Understandably, in view of the precedent, the government has not suggested that petitioners lack standing, although invited to do so during oral argument when the court, sua sponte, first raised the issue. According to the court today, however, it is not sufficient that petitioners represent the bulk of the regulated industry that will be directly affected by 'the final rule. Nor is it sufficient that petitioners have provided citations to the administrative record that establish the non-conjectural nature of industry concerns with the final rule as it affects the risks to public and employee safety. Nor is it sufficient that petitioners’ briefs identified safety concerns, see Petitioners’ Br. at 10, 19-22; Joint Reply Br. at 7-8; Petitioners’ Supp. Br. at 7-9; Intervenors’ Br. at 6-7, in support of their standing that are consonant with our precedent. Instead, the court blinds itself to what is plainly before it: the administrative record to which, as precedent instructs, the court properly turns to assure itself of the parties’ standing. Defenders of Wildlife, 504 U.S. at 561-62, 112 S.Ct. 2130; Sierra Club, 292 F.3d at 899-900.

Accordingly, because the administrative record demonstrates that petitioners have standing to challenge the final rule, I respectfully dissent.
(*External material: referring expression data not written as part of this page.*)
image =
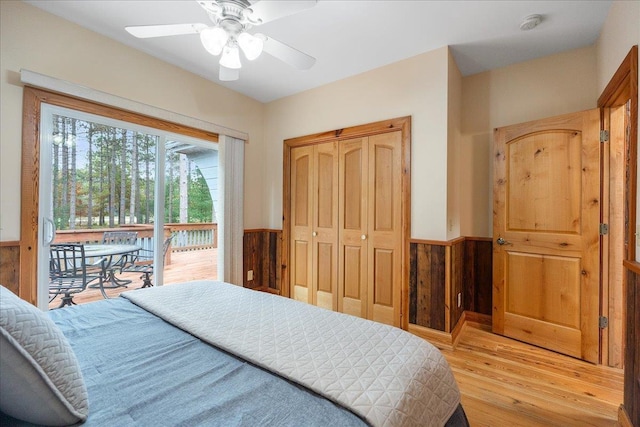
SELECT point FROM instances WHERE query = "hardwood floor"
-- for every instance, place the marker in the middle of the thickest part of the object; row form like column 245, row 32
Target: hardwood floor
column 504, row 382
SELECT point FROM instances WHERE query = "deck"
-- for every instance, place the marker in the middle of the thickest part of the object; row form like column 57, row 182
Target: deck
column 185, row 266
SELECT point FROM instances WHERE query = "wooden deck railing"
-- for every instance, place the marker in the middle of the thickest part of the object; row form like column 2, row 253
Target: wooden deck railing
column 186, row 237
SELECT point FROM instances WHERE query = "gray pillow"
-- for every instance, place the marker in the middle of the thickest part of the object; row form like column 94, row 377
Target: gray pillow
column 40, row 380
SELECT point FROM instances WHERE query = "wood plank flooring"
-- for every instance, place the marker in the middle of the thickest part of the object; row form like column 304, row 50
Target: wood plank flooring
column 504, row 382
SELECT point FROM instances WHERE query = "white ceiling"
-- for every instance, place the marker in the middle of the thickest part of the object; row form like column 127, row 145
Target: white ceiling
column 351, row 37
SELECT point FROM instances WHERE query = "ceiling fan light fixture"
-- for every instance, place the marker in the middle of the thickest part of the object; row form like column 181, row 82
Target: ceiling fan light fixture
column 214, row 39
column 250, row 45
column 231, row 57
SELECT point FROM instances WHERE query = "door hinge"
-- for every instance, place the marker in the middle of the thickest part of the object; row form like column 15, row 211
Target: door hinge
column 603, row 322
column 604, row 229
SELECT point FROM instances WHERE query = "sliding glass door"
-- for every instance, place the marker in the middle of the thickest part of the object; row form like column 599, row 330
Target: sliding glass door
column 99, row 174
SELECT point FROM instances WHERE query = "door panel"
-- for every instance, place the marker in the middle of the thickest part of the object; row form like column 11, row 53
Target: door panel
column 353, row 196
column 546, row 232
column 385, row 235
column 325, row 227
column 301, row 222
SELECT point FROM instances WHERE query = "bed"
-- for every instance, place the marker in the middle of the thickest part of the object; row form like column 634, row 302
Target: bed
column 211, row 353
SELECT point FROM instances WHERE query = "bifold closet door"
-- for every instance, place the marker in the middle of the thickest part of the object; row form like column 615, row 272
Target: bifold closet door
column 384, row 234
column 352, row 264
column 370, row 237
column 314, row 229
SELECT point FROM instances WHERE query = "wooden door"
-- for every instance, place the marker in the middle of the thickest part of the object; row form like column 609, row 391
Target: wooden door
column 546, row 233
column 314, row 229
column 384, row 235
column 353, row 193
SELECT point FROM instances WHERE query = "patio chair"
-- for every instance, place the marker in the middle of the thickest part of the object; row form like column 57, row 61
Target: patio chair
column 142, row 262
column 118, row 238
column 69, row 273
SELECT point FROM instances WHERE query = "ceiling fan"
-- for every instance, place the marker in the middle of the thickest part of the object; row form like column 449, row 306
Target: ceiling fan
column 229, row 33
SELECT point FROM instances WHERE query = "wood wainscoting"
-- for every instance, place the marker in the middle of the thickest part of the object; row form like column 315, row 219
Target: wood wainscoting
column 10, row 266
column 447, row 279
column 440, row 274
column 262, row 252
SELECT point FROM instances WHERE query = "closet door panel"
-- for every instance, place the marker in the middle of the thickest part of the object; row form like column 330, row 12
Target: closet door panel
column 385, row 227
column 353, row 200
column 325, row 225
column 301, row 223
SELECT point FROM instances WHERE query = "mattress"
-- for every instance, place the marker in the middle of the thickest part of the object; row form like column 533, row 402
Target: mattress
column 384, row 374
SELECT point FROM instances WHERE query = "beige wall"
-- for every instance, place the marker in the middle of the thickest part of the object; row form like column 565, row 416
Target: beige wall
column 414, row 87
column 620, row 32
column 531, row 90
column 41, row 42
column 454, row 119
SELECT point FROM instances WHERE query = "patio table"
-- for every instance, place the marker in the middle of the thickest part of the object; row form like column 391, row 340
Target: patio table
column 111, row 253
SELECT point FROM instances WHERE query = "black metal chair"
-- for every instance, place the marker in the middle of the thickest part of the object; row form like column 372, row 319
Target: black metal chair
column 142, row 262
column 69, row 273
column 118, row 238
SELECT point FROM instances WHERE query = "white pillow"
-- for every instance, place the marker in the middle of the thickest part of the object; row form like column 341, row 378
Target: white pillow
column 41, row 382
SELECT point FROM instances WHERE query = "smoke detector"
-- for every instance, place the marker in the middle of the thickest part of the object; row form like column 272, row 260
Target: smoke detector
column 530, row 22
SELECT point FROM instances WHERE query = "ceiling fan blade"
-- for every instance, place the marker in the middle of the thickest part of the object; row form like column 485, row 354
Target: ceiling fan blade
column 147, row 31
column 287, row 54
column 267, row 11
column 228, row 74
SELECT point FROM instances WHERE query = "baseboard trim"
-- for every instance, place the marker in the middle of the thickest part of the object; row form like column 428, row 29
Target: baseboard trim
column 623, row 417
column 440, row 339
column 447, row 340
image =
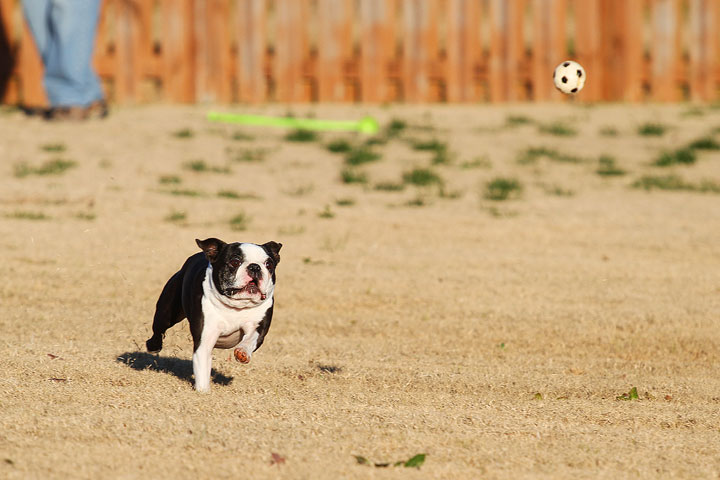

. The petitioners are the American Chemistry Council; the American Petroleum Institute; American Trucking Associations, Inc.; Chlorine Institute, Inc.; the Compressed Gas Association; the National Association of Chemical Distributors; the National Industrial Transportation League; the National Paint and Coating Association; National Tank Truck Carriers, Inc.; and the Synthetic Organic Chemical Manufacturers Association. The petitioners’ brief states that "[e]ach is a continuing association of numerous individual companies, and each is operated for the purpose of promoting the general commercial, professional, legislative, or other interests of their respective memberships.” Petitioners' Br. at ii. The intervenors are the Edison Electric Institute, which represents investor-owned electric utility companies; the American Gas Association, which represents natural gas utilities; the National Rural Electric Cooperative Association; the American Public Power Association; and the Utility Solid Waste Activities Group, which represents "approximately 80 individual electrical utilities.” Intervenors' Br. at ii-iii.